Liberté de ton, Liberté d'opinion
La conséquence de cette main mise de l’Etat sur l’essentiel des ressources d’un pays conduit à une sorte d’administration et d’organisation militaire dans laquelle les citoyens sont contrôlés dans chacune de leur activité et se ressentent comme dans un carcan dans lequel ils ne sont pas à l’aise. Les humains aiment bien vivre en groupe, mais n’aiment ni les ordres trop impératifs ni les contraintes trop fortes. C’est ainsi que l’Etat est amené progressivement à durcir les règles et les obligations, puis à devenir plus coercitif afin que le peuple reste dans le droit chemin au bout duquel il est sensé trouver le bonheur. Par nature, et comme dans l’armée, le socialisme n’aime pas les réfractaires, les originaux, les élites, les empêcheurs de penser en rond et les contestataires. Pour se perpétuer, les régimes socialistes doivent fermer leur frontière et se mettre à l’abri des idées nouvelles, toujours subversives, et de la concurrence commerciale.
Par contre, le socialisme paraît tout à fait inadapté et contre productif dans les pays développés où les réseaux économiques sont complexes et dont l’économie repose sur l’innovation, la compétitivité et la concurrence. Le libéralisme apparaît alors beaucoup plus performant pour assurer le dynamisme économique et pour accroitre la richesse des citoyens. Le fondement du libéralisme est à la fois la liberté d’entreprendre, l’ouverture à l’innovation et à la concurrence. Ces ingrédients sont de puissants moteurs pour stimuler le progrès. Le libéralisme, comme toutes les activités humaines, a naturellement besoin d’être encadré et réglementé. Le grand économiste libéral Friedrich Hayek l’exprimait ainsi : « Un système compétitif efficace nécessite tout autant qu’un autre une armature juridique intelligemment conçue et constamment adaptée ».
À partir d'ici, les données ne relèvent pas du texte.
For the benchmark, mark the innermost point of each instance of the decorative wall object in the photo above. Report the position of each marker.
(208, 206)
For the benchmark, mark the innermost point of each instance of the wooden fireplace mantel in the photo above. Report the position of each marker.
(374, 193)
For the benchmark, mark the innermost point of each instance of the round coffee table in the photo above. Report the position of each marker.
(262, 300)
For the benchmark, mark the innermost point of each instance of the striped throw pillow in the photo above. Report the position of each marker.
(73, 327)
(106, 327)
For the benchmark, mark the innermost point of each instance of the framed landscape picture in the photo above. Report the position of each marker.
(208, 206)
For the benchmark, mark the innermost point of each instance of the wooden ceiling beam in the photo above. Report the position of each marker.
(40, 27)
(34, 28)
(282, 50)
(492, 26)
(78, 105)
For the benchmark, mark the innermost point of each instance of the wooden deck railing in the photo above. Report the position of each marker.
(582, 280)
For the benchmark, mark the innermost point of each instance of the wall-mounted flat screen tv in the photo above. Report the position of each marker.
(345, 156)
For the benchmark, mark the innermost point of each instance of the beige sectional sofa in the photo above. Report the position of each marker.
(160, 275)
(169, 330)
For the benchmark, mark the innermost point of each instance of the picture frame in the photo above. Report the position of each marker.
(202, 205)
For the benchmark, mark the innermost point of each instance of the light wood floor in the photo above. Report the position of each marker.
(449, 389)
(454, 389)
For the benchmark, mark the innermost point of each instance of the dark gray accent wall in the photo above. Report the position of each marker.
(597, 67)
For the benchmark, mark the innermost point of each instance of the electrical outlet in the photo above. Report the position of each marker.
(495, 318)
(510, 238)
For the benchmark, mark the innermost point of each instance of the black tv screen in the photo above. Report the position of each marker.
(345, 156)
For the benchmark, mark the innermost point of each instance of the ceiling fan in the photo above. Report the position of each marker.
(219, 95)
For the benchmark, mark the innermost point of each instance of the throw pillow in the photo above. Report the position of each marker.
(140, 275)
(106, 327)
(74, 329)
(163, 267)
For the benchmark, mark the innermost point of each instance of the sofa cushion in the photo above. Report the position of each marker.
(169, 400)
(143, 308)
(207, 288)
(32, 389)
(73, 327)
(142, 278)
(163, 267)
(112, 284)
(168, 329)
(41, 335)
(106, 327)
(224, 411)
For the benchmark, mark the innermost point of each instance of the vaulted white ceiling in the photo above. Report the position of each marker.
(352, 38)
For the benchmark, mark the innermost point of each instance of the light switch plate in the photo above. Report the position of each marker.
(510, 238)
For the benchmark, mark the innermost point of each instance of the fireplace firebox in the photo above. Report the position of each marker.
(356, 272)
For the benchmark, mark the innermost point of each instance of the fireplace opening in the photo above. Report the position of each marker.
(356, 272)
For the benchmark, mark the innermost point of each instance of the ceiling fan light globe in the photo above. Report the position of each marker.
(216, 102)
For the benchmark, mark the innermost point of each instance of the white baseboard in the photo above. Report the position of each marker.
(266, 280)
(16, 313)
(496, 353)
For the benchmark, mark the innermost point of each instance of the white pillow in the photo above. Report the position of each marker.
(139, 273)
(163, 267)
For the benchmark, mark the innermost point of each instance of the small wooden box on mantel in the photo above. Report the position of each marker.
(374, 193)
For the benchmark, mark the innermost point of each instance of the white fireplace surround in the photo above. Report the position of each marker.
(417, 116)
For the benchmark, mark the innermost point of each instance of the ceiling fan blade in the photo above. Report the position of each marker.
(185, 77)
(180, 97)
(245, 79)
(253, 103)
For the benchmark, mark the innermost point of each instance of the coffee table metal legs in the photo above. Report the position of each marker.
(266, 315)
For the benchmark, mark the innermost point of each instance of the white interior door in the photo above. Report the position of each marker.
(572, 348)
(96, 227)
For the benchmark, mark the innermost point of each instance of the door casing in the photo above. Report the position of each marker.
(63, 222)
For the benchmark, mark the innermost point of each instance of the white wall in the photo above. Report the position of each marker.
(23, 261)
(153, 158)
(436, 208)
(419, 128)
Les choix sont simples : soit les pays d’Europe du Sud, encore englués dans le socialisme, trouvent la lucidité nécessaire pour en sortir et pourront espérer rejoindre le peloton, soit ils persistent dans le socialisme chronique et devront accepter le déclin. Ils commenceront par quitter l’Euro, car ils ne pourront pas en assumer les contraintes, puis ils fermeront leur frontière à la concurrence car ils auront perdu leur compétitivité. Ils seront mûrs alors pour accepter un régime autoritaire avec tous les risques inhérents. Le socialisme, cette voie qu’Hayek a défini comme étant « la route vers la servitude ». Cet avertissement vaut pour l’ensemble des pays européens du sud : Italie, France, Espagne, Portugal, et Grèce. De Tocqueville prophétisait déjà en ces termes : « La démocratie veut l’égalité dans la liberté et le socialisme veut l’égalité dans la gène et dans la servitude ».